Revolution & Transformation: African Lessons

May 2, 2012, 6 pm
The William Bross Lloyd Jr. Lecture
Celebrating the 60th Anniversary of Toward Freedom
Program of African Studies, 620 Library Place, Evanston, Illinois
Prof. Horace Campbell, Syracuse University
with introductory remarks by Greg Guma, former TF Editor


     Sixty years ago at the height of the Cold War William Bross Lloyd Jr launched the newsletter Toward Freedom, one node in a network of international activists  that has carried the  vision of  a world ethic that honors the human spirit and the right of individuals to freedom of thought and creativity. 
     This 60th anniversary lecture will focus on the seismic changes in International  politics since the uprisings in Tunisia and Egypt in January 2011.  Drawing from the inspiration of the youths of Tahrir Square Professor Horace Campbell will interrogate the call from Samir Amin to be audacious in conceptualizing alternatives to the political and economic dominance of the ruling one per cent. 

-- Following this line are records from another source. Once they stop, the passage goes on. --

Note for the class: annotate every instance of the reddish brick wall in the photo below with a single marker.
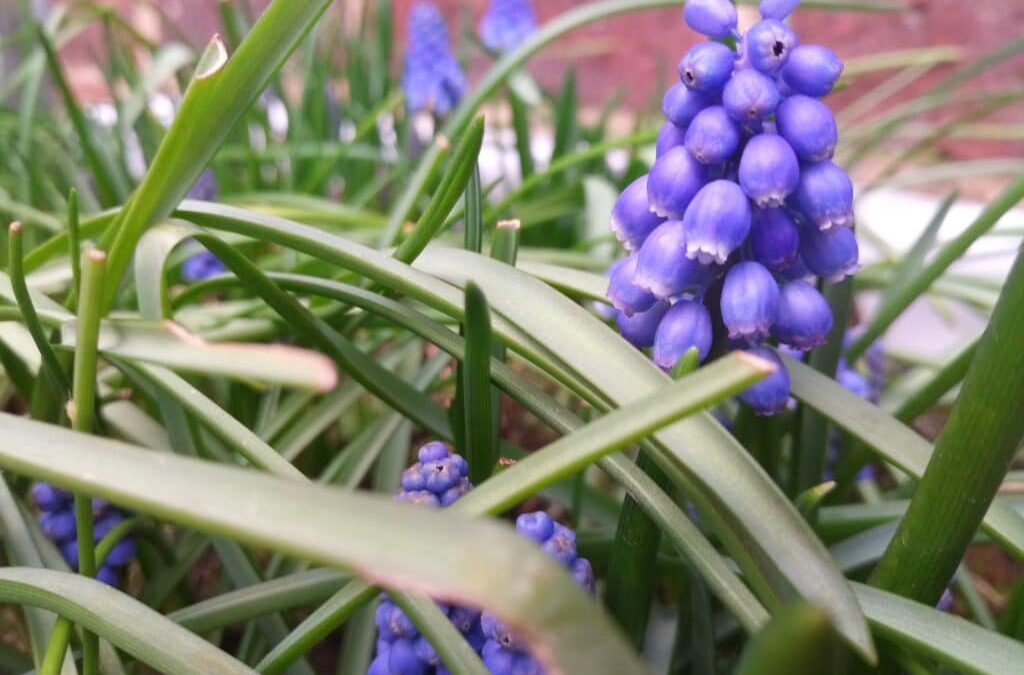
(638, 52)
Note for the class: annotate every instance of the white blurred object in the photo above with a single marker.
(898, 217)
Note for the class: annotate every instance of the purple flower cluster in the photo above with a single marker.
(507, 24)
(437, 479)
(742, 207)
(56, 519)
(433, 80)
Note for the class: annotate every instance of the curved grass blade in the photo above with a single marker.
(732, 489)
(974, 451)
(951, 640)
(727, 480)
(220, 93)
(118, 618)
(455, 558)
(896, 443)
(799, 639)
(911, 288)
(260, 599)
(481, 452)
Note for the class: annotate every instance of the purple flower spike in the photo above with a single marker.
(824, 196)
(681, 104)
(632, 219)
(751, 96)
(771, 394)
(717, 222)
(768, 45)
(663, 266)
(750, 301)
(808, 126)
(639, 330)
(769, 170)
(777, 9)
(669, 136)
(716, 18)
(686, 325)
(797, 270)
(832, 254)
(713, 136)
(812, 70)
(433, 79)
(804, 317)
(774, 239)
(507, 24)
(626, 296)
(707, 67)
(674, 180)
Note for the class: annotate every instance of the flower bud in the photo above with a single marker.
(713, 136)
(707, 67)
(507, 24)
(769, 170)
(768, 45)
(717, 222)
(663, 266)
(673, 181)
(669, 136)
(626, 296)
(686, 325)
(751, 96)
(632, 219)
(774, 239)
(681, 103)
(639, 330)
(771, 394)
(777, 9)
(812, 71)
(808, 126)
(750, 301)
(804, 317)
(824, 196)
(832, 254)
(716, 18)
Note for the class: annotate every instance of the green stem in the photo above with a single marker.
(82, 414)
(55, 650)
(973, 453)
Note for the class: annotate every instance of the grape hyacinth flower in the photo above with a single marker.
(433, 80)
(507, 24)
(808, 126)
(769, 170)
(771, 394)
(664, 268)
(632, 219)
(717, 222)
(804, 317)
(768, 45)
(812, 70)
(750, 301)
(751, 215)
(707, 67)
(56, 520)
(504, 652)
(437, 478)
(716, 18)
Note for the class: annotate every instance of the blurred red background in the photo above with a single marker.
(637, 53)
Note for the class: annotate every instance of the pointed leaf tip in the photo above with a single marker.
(212, 59)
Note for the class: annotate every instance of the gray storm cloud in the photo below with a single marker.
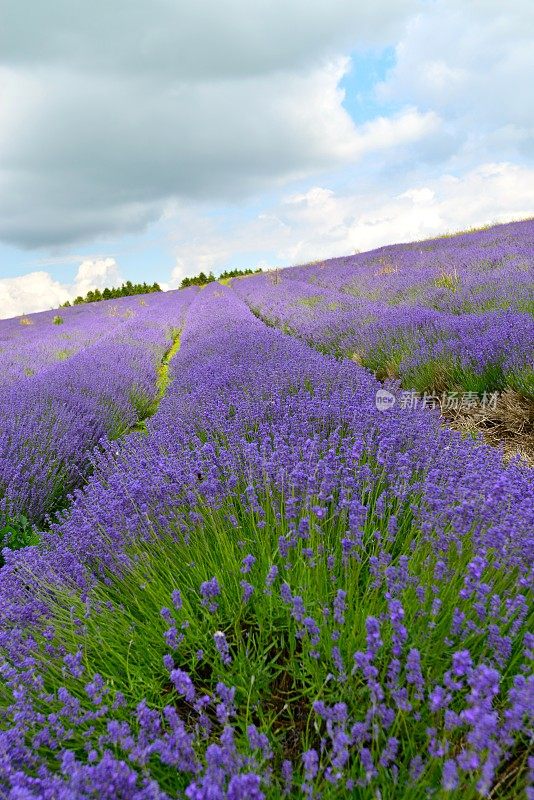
(111, 110)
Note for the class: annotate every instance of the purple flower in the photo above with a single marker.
(222, 647)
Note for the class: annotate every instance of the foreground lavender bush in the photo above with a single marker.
(402, 311)
(50, 423)
(280, 591)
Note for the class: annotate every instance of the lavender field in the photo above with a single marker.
(228, 572)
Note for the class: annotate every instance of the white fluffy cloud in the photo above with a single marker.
(38, 291)
(320, 222)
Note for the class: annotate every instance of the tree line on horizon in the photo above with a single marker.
(202, 279)
(125, 290)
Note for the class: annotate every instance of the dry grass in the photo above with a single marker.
(510, 425)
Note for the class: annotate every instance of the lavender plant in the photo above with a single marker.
(278, 591)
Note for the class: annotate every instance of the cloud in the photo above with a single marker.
(110, 112)
(35, 291)
(206, 39)
(38, 291)
(320, 222)
(96, 274)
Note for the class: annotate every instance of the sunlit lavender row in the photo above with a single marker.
(101, 386)
(398, 312)
(279, 591)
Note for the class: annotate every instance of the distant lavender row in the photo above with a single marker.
(374, 561)
(50, 423)
(491, 269)
(429, 350)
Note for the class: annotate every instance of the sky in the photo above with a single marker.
(150, 140)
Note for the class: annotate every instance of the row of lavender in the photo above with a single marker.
(280, 591)
(33, 343)
(487, 270)
(429, 350)
(49, 423)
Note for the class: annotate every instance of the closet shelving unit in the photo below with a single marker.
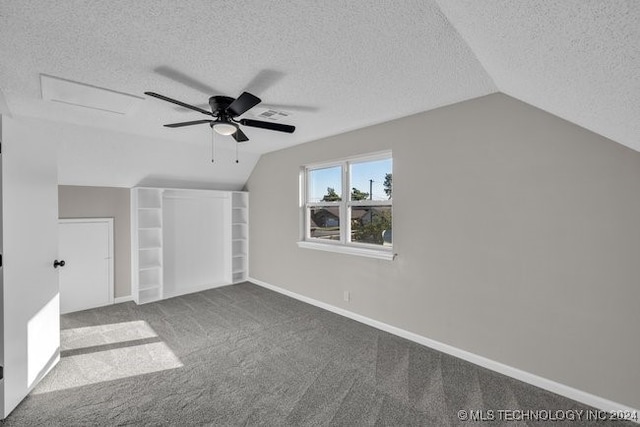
(239, 236)
(160, 221)
(147, 244)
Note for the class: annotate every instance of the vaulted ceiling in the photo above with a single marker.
(334, 65)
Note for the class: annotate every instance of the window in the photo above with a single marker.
(347, 206)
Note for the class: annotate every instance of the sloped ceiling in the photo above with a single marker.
(335, 65)
(577, 59)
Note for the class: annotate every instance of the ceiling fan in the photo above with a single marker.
(224, 111)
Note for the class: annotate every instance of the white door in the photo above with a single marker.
(86, 247)
(30, 343)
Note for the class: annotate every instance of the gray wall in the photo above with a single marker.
(517, 233)
(97, 202)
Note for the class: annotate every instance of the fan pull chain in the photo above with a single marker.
(212, 144)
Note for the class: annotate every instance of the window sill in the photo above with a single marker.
(350, 250)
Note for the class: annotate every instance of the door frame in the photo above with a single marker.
(109, 222)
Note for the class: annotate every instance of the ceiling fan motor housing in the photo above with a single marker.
(220, 103)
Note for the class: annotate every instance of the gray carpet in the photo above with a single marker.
(243, 355)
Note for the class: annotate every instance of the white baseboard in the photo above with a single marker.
(118, 300)
(194, 289)
(529, 378)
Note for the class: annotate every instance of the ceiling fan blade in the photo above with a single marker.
(239, 136)
(268, 125)
(182, 104)
(244, 103)
(181, 124)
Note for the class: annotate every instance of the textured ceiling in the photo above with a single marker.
(336, 65)
(577, 59)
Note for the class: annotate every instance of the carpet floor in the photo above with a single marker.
(244, 355)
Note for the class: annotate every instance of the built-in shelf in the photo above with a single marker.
(146, 221)
(151, 207)
(239, 236)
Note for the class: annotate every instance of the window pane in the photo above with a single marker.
(371, 224)
(325, 185)
(371, 180)
(324, 223)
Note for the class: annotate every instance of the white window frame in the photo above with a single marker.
(344, 245)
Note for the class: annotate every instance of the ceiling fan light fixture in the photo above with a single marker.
(224, 128)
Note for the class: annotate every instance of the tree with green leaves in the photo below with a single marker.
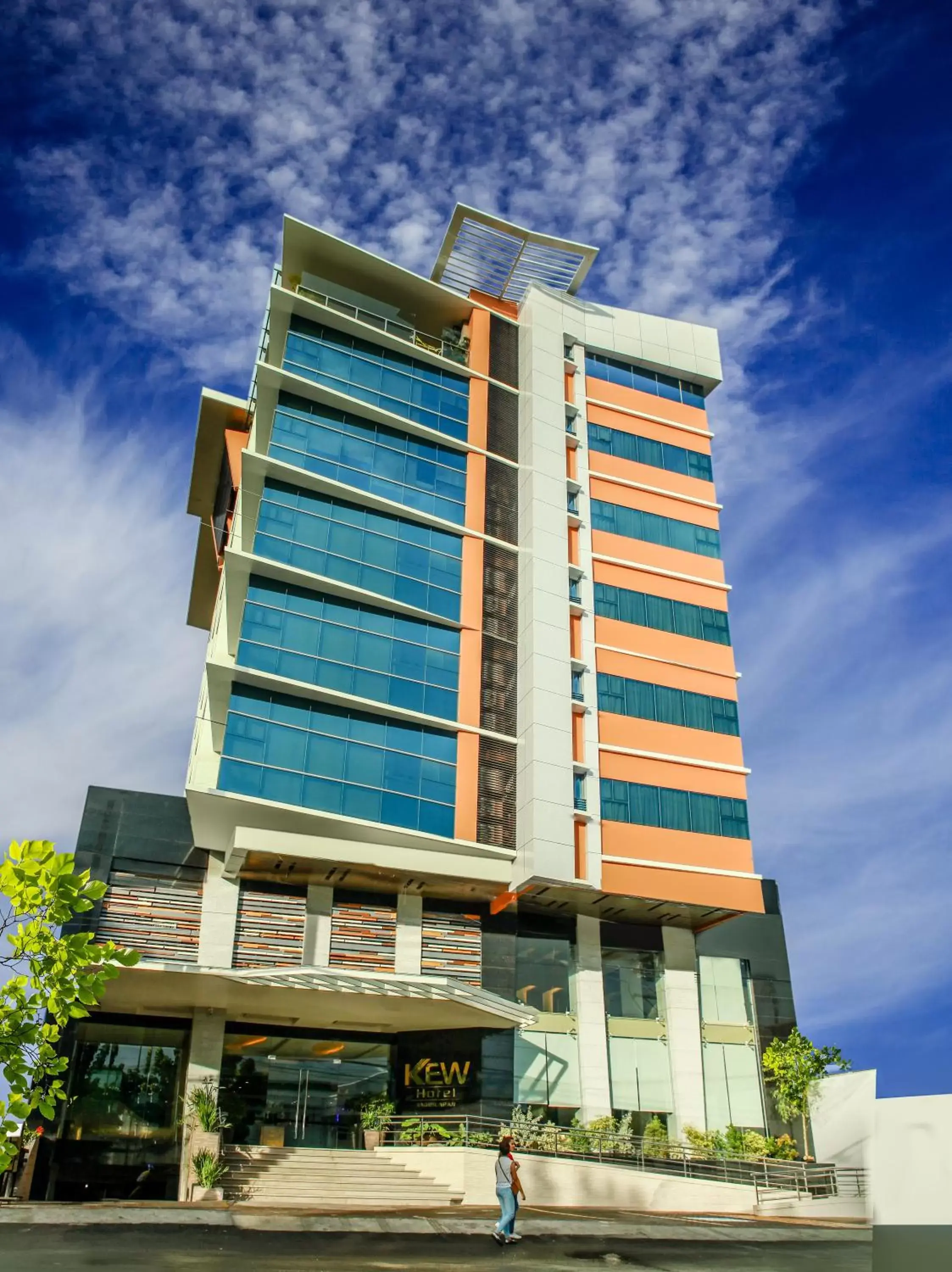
(50, 979)
(792, 1068)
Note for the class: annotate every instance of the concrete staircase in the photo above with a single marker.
(328, 1180)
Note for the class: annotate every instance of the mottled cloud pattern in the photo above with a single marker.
(665, 133)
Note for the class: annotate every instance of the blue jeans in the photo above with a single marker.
(507, 1205)
(515, 1211)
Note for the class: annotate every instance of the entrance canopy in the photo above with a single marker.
(313, 998)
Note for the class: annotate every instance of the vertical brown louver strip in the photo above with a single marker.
(496, 806)
(504, 351)
(159, 918)
(502, 424)
(270, 929)
(501, 502)
(363, 937)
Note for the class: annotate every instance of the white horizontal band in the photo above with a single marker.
(651, 490)
(674, 760)
(654, 419)
(669, 662)
(657, 569)
(669, 865)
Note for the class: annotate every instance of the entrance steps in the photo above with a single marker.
(334, 1178)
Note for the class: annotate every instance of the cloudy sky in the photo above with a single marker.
(777, 168)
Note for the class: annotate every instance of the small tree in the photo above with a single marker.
(53, 979)
(792, 1069)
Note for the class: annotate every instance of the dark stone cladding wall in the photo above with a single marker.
(138, 832)
(760, 940)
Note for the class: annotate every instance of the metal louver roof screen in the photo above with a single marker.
(504, 265)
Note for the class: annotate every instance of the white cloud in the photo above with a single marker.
(98, 672)
(663, 131)
(659, 131)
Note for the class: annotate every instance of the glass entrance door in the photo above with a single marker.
(302, 1093)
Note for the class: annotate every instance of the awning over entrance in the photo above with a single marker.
(313, 998)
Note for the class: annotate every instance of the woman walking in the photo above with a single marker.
(502, 1233)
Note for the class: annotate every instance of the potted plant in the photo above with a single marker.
(376, 1116)
(209, 1171)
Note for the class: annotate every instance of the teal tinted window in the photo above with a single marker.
(651, 528)
(382, 554)
(645, 451)
(351, 648)
(386, 462)
(647, 701)
(673, 809)
(679, 617)
(393, 382)
(339, 761)
(642, 378)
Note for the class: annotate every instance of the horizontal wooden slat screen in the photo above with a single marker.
(158, 918)
(270, 929)
(453, 946)
(364, 937)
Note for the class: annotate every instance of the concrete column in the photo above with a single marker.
(683, 1021)
(317, 926)
(590, 1018)
(204, 1063)
(410, 934)
(217, 937)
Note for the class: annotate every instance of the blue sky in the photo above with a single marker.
(777, 168)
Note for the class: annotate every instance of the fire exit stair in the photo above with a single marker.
(328, 1180)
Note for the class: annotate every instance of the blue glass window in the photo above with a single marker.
(382, 554)
(641, 378)
(651, 528)
(423, 475)
(351, 648)
(393, 382)
(647, 701)
(646, 451)
(679, 617)
(673, 809)
(337, 761)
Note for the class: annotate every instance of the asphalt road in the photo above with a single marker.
(173, 1250)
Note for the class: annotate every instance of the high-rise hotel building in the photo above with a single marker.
(466, 813)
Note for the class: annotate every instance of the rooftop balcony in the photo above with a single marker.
(452, 345)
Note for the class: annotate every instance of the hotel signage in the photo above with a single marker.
(437, 1077)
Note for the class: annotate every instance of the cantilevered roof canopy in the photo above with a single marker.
(484, 254)
(313, 998)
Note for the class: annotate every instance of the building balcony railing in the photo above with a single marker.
(449, 345)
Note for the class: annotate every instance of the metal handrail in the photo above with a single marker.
(765, 1174)
(454, 350)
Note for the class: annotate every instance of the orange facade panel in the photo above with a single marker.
(655, 644)
(669, 739)
(627, 470)
(635, 668)
(660, 586)
(652, 554)
(675, 437)
(649, 503)
(575, 635)
(581, 839)
(718, 892)
(675, 848)
(633, 400)
(666, 773)
(575, 547)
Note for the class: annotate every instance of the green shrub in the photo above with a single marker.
(209, 1169)
(655, 1141)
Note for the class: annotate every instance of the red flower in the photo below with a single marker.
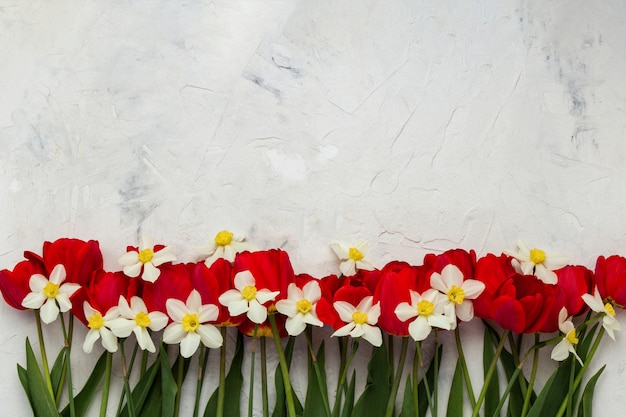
(396, 281)
(14, 284)
(213, 281)
(611, 279)
(574, 281)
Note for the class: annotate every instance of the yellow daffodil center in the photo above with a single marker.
(223, 238)
(609, 309)
(145, 255)
(355, 254)
(142, 319)
(456, 294)
(51, 290)
(537, 256)
(425, 308)
(249, 292)
(95, 321)
(571, 337)
(190, 322)
(304, 306)
(359, 317)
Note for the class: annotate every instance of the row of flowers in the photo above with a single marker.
(234, 285)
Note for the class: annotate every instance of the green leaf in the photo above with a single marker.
(421, 388)
(168, 384)
(316, 388)
(408, 407)
(83, 399)
(43, 404)
(554, 391)
(584, 408)
(280, 409)
(492, 395)
(373, 400)
(348, 405)
(455, 400)
(143, 387)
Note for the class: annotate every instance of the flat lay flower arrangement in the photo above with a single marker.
(155, 316)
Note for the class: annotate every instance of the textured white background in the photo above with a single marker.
(418, 125)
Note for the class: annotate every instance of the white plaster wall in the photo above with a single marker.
(418, 125)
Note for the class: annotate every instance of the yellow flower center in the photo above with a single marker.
(146, 255)
(190, 322)
(355, 254)
(425, 308)
(95, 321)
(249, 292)
(609, 309)
(571, 337)
(51, 290)
(223, 238)
(537, 256)
(359, 317)
(142, 319)
(304, 306)
(456, 294)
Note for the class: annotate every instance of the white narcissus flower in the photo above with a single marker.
(246, 298)
(225, 245)
(458, 292)
(136, 319)
(299, 307)
(361, 320)
(98, 328)
(537, 262)
(147, 259)
(562, 350)
(609, 322)
(190, 324)
(352, 257)
(428, 310)
(50, 295)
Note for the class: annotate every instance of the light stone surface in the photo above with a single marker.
(418, 125)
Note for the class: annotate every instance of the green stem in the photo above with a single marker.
(318, 371)
(179, 384)
(129, 398)
(342, 378)
(396, 380)
(107, 384)
(202, 361)
(252, 358)
(264, 396)
(531, 381)
(221, 388)
(291, 408)
(490, 372)
(44, 356)
(418, 346)
(466, 376)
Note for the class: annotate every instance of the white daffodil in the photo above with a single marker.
(609, 322)
(361, 320)
(190, 324)
(147, 259)
(562, 350)
(428, 310)
(50, 295)
(299, 307)
(246, 298)
(352, 257)
(458, 292)
(225, 245)
(135, 318)
(98, 328)
(537, 262)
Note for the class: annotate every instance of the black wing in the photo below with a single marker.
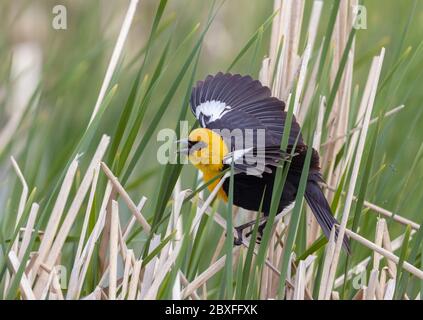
(238, 106)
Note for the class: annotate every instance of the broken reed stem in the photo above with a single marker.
(396, 217)
(358, 128)
(131, 205)
(113, 250)
(387, 254)
(354, 175)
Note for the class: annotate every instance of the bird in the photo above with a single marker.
(241, 125)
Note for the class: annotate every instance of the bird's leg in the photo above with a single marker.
(260, 230)
(238, 240)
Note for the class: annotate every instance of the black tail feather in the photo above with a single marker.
(321, 210)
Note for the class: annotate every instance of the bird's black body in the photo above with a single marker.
(227, 101)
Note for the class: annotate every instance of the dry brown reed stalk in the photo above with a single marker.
(373, 82)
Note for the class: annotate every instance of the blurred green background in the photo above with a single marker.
(74, 63)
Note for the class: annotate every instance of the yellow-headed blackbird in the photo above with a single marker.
(242, 123)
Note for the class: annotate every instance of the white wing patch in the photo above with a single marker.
(213, 110)
(235, 155)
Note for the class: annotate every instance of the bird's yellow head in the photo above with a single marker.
(206, 150)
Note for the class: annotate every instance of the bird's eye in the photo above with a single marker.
(195, 145)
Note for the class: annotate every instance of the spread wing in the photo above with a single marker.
(239, 107)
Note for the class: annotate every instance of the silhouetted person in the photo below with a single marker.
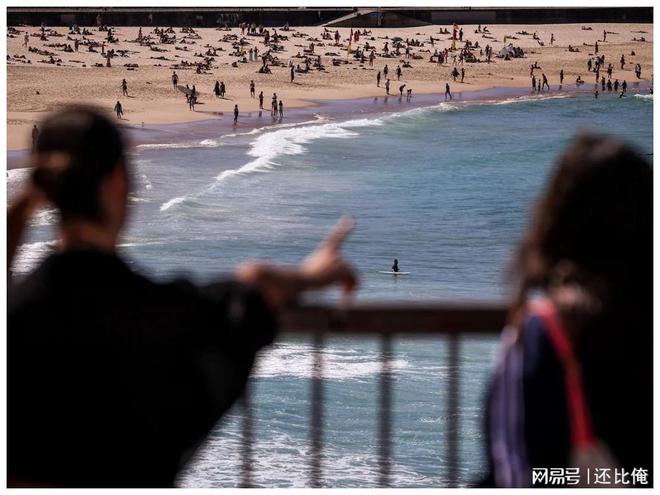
(584, 303)
(114, 379)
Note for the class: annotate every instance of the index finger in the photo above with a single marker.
(339, 232)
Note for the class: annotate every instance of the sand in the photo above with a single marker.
(37, 88)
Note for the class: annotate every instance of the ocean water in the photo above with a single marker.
(445, 188)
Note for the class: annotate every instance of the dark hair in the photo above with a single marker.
(593, 228)
(77, 149)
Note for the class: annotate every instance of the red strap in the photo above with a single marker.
(581, 432)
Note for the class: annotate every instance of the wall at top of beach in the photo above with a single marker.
(337, 16)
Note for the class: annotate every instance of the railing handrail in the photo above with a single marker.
(396, 318)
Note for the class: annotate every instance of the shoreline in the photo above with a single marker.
(316, 111)
(37, 86)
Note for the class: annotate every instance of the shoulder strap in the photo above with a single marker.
(579, 417)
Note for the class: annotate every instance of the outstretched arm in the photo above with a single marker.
(322, 268)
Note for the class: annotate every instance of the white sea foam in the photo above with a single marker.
(278, 464)
(295, 360)
(290, 141)
(174, 201)
(29, 255)
(524, 99)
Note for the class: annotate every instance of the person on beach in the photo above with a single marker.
(119, 110)
(114, 379)
(580, 327)
(273, 106)
(35, 135)
(545, 82)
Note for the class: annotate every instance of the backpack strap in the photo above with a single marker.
(582, 434)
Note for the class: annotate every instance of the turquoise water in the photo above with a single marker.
(446, 189)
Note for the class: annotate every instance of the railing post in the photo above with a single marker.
(453, 384)
(316, 427)
(246, 439)
(384, 459)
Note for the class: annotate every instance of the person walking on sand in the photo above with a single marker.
(545, 82)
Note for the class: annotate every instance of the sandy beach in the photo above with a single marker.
(36, 86)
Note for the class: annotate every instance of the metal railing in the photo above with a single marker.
(386, 320)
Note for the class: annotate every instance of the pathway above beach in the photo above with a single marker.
(38, 87)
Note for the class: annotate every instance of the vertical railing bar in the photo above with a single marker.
(452, 408)
(316, 426)
(246, 439)
(384, 460)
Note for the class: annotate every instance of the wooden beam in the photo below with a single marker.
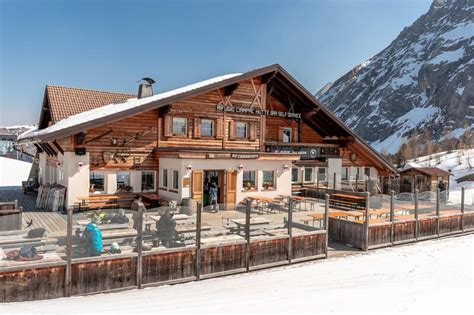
(58, 147)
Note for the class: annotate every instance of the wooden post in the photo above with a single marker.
(462, 208)
(290, 229)
(392, 215)
(416, 214)
(197, 271)
(437, 211)
(247, 234)
(67, 278)
(139, 241)
(366, 223)
(326, 221)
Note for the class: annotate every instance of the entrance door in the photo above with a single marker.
(231, 188)
(198, 178)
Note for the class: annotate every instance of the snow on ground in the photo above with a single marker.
(13, 172)
(457, 162)
(428, 277)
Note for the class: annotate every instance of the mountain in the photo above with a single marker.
(423, 80)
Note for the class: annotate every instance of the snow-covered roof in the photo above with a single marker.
(114, 108)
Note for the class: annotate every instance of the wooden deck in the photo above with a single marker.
(51, 221)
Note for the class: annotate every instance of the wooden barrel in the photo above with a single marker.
(188, 206)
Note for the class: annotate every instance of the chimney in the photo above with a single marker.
(145, 88)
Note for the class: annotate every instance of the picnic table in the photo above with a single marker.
(255, 223)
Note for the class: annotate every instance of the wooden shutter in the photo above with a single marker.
(295, 134)
(280, 134)
(219, 129)
(197, 127)
(168, 126)
(232, 130)
(253, 131)
(198, 177)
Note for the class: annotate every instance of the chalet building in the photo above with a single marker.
(256, 133)
(423, 179)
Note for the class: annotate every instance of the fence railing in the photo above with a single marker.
(116, 249)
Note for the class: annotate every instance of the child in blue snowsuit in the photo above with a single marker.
(94, 236)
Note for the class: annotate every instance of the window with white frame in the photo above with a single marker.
(164, 178)
(148, 181)
(180, 126)
(322, 174)
(249, 180)
(308, 174)
(295, 174)
(268, 180)
(241, 130)
(123, 182)
(287, 135)
(96, 182)
(207, 127)
(175, 179)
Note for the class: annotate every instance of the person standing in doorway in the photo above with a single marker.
(213, 192)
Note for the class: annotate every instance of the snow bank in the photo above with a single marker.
(13, 172)
(428, 277)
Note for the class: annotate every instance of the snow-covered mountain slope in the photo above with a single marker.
(423, 79)
(459, 163)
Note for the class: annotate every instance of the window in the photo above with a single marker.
(207, 127)
(241, 130)
(123, 182)
(322, 174)
(148, 181)
(287, 134)
(268, 180)
(164, 178)
(308, 174)
(249, 181)
(96, 182)
(345, 173)
(294, 174)
(180, 126)
(175, 179)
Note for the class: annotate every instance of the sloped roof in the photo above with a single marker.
(66, 101)
(321, 119)
(432, 171)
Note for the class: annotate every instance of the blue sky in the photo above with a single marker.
(109, 45)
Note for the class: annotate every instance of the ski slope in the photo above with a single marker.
(431, 277)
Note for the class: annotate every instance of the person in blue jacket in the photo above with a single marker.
(93, 235)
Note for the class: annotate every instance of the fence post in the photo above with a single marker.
(139, 241)
(416, 214)
(326, 221)
(197, 271)
(366, 223)
(437, 211)
(290, 229)
(67, 279)
(462, 209)
(392, 215)
(247, 234)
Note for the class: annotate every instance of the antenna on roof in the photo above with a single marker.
(145, 89)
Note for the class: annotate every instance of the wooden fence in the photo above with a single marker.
(393, 232)
(141, 269)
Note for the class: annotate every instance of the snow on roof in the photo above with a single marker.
(114, 108)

     Campbell will reflect on the rapid economic growth in Africa and the implications for the Union of the Peoples of Africa in the changed world economy.  In order to heal the planet from rapacious forms of economic relations and exorbitant consumption it is necessary to embark on a new system that enables equality and mutual understanding. Hence, there must be a quantum leap from the current neo-liberal system to a new social system that is not based on discrimination and hierarchies. Drawing from the present thrust for Reparations and Reconstruction toward a multi-polar world, the lecture will examine the multifaceted transformations necessary to rise beyond the linearity and concepts of ‘modernization.’
     The talk will challenge intellectuals in the academy to transcend old images and ideas of Africa with the call for boldness in formulating political alternatives to the existing system. A “humanist consensus” rather than a Washington, Beijing, or any other kind of consensus, is now necessary to work for world peace in a moment of crisis when the triggers’ of war are poised to engulf humanity into greater conflagrations. In this quest centers of learning will be encouraged to join the new process of re-education to break the dominance of the exploiters.
The Speakers
Horace Campbell is Professor of African American Studies and Political Science at Syracuse University in Syracuse, New York. He is the author of Rasta and Resistance From Marcus Garvey to Walter RodneyReclaiming Zimbabwe: The Exhaustion of the Patriarchal Model of Liberation; and Pan Africanism, Pan Africanists and African Liberation in the 21st century. His most recent book is Barack Obama and 21st Century Politics: A Revolutionary Moment in the USA.
     Greg Guma met William B. Lloyd in the 1970s, succeeded him as editor of Toward Freedom in 1986, and helped to bring the organization to Vermont. He served as editor for more than a decade, expanding the publication's scope from the end of the Cold War to the start of the digital age. In Burlington, the state’s largest city, TF found a second home that has nurtured the publication and its educational work for the last 26 years.
     Greg's introduction will feature a new documentary (see above) examining the events surrounding the launch of Toward Freedom as a Chicago-based international newsletter, the legacy of the Lloyd family dating back to Henry Demarest Lloyd, and the publication's accomplishments over 60 years. In person he will also recount TF's early coverage of colonial struggles and the non-aligned movement, writing by Lloyd and others on independence movements, and the relevance for our time.